However, it’s only after the watching the film that you realize it is brutally real. This is evident in the grim settings of a lower court, the “I-don’t-give-a-damn” attitude of the judge and the deliberate attempt of every party involved to delay the case.
To back this, the 27-year-old director has a brilliant story too. A 65-year-old social activist and folk singer, Narayan Kamble, is arrested on charges of abetting the suicide of a sewage worker. The police claims that Kamble, during a performance in a Dalit locality, sang a song asking all sanitary workers to commit suicide in sewer tanks by inhaling the poisonous gases. Kamble is being defended by a young, motivated lawyer, Vinay Vora, who belongs to a rich Gujarati family. Vora is being opposed by fiery public prosecutor Nutan, who comfortably slips out of her black lawyer’s robe to done an apron while happily cooking for her family.
Tamhane smartly intercuts court scenes with the lives of his characters outside the court. While Nutan’s idea of a perfect holiday is a family outing and watching anti-North Indian Marathi plays, her rival Vora spends his leisure time in the company of female friends in a bar. As for the judge, breaking for summer vacations and going on a trip is far more important than the fate of the accused. On days when he is too tired to hear a case, he simply cites ridiculous laws to postpone the hearing. In one instance, he refuses to hear a case because the respondent in the case is clad in a sleeveless dress, which he deems as “inappropriate”—a valid reason for a judge not to hear a case, according to statute books.


The prime accused in the case, Kamble, seems to be the only one who has a purpose in his life and is ready to suffer for it. Even after Vora painstakingly secures bail for him, he goes back to Dalit bastis to sing rebel songs and produce literature that is considered “anti-national”. Within days, he is back in jail with a new case against him. Tamhane says in an interview: “The judiciary is an authorized, but violent institution that metes out life and death judgments. It’s one of those platforms where otherwise bracketed people from across class and cultures interact and entwine.”

Daily court proceedings not only reveal cracks in our archaic judicial system but also expose how insensitive it is towards the poor. One moving scene is when the wife of the sewage worker, called as witness, tells the court that her husband was never given any safety gear to enter the sewer tanks. He would drink alcohol to keep off the foul smell and enter only if he spotted a living cockroach in the tank —a sign of life inside tons of human waste. The sheer apathy of society hits you. But Tamhane creates no fuss about it. No music. No tears. He makes his character say all this in a matter-of-fact way. All that the wife wants is for the case to end and a job to support the family.


(Above) Debutante director Chaitanya Tamhane


Tamhane’s Court is a melting pot of people from different castes, classes and sensibilities. Thus, the lack of sympathy of one party to-wards another.

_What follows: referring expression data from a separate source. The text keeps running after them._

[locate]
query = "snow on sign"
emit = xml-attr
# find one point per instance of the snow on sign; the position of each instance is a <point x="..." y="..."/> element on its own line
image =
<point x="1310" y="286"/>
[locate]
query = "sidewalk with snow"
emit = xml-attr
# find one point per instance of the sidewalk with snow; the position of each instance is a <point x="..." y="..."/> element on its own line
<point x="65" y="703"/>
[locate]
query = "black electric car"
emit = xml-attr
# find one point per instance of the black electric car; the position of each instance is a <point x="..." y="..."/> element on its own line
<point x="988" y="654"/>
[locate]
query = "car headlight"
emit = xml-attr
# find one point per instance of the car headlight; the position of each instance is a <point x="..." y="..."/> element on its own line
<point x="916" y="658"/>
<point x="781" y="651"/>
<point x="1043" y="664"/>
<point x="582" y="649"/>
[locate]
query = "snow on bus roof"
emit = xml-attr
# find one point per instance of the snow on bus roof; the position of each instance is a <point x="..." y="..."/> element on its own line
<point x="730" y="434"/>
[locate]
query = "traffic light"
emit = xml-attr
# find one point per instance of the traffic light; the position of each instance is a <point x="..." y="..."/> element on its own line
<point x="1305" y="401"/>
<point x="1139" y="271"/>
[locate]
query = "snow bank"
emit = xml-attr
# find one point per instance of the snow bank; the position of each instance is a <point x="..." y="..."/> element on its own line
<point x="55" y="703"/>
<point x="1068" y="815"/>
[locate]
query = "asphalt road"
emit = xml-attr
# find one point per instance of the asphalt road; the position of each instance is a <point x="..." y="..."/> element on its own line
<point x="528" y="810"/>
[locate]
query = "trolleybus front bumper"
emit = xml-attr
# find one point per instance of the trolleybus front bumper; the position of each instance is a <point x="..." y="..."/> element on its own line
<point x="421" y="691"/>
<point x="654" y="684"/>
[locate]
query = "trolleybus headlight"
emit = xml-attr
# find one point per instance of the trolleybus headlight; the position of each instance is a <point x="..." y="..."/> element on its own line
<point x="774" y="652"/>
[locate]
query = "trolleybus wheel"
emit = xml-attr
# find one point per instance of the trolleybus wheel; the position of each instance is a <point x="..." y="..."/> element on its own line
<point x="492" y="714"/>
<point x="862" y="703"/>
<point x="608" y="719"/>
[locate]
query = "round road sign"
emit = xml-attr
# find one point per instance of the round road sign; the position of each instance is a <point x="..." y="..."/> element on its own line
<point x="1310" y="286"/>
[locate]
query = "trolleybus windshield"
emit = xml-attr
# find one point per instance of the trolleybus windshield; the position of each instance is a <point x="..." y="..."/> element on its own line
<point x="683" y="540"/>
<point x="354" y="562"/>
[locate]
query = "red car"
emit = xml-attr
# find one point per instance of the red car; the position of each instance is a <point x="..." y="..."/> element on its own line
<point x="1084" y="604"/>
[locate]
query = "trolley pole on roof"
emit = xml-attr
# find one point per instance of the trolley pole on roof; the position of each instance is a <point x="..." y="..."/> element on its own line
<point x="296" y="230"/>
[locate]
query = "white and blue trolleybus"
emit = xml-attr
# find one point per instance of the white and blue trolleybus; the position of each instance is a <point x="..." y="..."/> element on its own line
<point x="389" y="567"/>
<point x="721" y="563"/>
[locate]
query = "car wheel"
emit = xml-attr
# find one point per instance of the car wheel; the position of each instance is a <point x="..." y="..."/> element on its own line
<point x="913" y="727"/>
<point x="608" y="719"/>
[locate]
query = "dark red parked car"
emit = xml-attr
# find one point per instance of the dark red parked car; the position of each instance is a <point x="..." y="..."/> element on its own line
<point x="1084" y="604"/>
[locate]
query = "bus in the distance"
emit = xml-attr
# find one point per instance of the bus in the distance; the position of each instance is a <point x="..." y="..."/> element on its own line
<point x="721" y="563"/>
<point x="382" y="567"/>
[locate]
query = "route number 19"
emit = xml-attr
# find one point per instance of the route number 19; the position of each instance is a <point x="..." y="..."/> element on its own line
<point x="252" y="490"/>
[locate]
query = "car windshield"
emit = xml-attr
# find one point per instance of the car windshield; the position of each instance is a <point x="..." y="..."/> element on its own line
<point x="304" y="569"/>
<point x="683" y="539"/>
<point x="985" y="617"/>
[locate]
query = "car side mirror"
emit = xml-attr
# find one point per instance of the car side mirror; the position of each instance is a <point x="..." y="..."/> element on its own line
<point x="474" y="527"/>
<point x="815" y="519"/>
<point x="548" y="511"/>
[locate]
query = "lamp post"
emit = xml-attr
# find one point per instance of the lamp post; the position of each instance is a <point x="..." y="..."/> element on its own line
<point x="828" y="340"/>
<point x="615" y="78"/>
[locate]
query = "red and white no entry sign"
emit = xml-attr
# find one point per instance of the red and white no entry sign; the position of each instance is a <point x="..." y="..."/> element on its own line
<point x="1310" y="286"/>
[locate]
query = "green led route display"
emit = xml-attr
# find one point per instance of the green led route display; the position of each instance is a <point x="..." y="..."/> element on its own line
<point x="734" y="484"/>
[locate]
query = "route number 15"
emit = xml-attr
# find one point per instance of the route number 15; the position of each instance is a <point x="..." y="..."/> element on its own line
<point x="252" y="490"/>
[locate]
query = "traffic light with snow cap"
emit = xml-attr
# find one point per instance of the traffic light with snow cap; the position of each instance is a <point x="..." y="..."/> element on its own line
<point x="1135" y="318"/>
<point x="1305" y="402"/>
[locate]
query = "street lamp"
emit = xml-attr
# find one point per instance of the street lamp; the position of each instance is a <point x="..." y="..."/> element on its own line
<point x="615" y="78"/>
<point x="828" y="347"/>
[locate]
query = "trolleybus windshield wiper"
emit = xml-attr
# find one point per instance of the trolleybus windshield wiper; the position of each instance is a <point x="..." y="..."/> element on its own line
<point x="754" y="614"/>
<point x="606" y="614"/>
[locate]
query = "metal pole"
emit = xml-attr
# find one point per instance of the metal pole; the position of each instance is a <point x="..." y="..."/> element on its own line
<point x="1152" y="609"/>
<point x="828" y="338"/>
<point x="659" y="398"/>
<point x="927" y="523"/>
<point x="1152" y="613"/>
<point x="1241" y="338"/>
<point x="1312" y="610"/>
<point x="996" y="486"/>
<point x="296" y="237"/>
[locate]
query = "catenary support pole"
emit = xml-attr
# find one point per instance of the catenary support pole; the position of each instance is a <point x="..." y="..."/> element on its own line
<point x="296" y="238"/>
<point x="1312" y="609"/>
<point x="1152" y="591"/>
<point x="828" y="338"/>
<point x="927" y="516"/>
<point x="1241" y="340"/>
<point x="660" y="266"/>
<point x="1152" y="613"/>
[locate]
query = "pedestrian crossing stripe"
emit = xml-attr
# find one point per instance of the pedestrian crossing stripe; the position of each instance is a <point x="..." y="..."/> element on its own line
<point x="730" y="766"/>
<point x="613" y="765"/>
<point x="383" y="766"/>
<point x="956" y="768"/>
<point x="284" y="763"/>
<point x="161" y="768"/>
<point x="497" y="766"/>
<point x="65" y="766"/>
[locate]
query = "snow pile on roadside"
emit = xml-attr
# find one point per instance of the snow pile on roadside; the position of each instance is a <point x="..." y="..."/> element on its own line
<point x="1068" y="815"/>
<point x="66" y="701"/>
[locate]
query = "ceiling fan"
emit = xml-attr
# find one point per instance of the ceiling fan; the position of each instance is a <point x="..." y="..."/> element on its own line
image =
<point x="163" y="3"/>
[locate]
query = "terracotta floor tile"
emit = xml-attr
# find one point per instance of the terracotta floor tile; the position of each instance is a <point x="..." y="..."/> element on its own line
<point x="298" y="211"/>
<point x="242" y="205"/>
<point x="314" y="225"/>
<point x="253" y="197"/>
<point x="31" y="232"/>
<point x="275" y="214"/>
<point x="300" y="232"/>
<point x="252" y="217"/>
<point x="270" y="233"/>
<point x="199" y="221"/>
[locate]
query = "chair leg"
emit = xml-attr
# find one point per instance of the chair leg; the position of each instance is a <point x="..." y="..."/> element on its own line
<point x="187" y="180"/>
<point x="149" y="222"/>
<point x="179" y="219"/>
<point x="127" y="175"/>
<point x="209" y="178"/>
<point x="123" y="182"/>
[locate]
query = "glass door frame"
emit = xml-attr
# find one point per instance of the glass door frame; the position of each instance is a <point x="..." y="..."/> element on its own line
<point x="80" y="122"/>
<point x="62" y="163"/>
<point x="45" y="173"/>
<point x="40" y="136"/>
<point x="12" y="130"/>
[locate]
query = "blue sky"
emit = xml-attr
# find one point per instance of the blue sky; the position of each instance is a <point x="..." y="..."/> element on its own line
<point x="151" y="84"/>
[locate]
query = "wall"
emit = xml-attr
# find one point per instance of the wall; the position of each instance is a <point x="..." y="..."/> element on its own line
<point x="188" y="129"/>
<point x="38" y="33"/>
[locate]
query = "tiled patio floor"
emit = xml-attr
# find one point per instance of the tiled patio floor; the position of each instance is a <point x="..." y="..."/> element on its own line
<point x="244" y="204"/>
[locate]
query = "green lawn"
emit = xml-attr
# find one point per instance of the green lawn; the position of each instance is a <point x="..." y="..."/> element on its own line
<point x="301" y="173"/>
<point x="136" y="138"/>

Thus, Nutan is frustrated that she has to see the same faces in court everyday and so wants harsh punishment for Kamble, little realizing the ramifications of such a verdict on his family. In one stroke, the film touches a range of issues—Dalits, class differences and an apathetic judiciary.


The film has some brilliant performances by the lead actors. Vira Sathidar as Narayan Kamble looks straight out of a Kabir Kala Manch performance—energetic, witty and rebellious. Geetanjali Kulkarni as the no-nonsense, emotionless public prosecutor is a delight to watch. So is Vivek Gomber as Vora.

The camera is neat and slow. Tamhane seems to dislike cuts. Towards the end of the film, there is a symbolic scene where the court caretaker switches off all the lights and fans in the room. Then, the frame stays still for half-a-minute, giving one a sense of Kamble’s agony —how long and listlessly he will have to wait before he gets a chance to be heard again.

This poignant scene could have served as the perfect ending for the film. Instead, Tam-hane chooses to come back to the mundane and mediocre lives of the characters—a bit stretched. Otherwise, the film is an impressive debut. Tamhane is a talent to watch out for.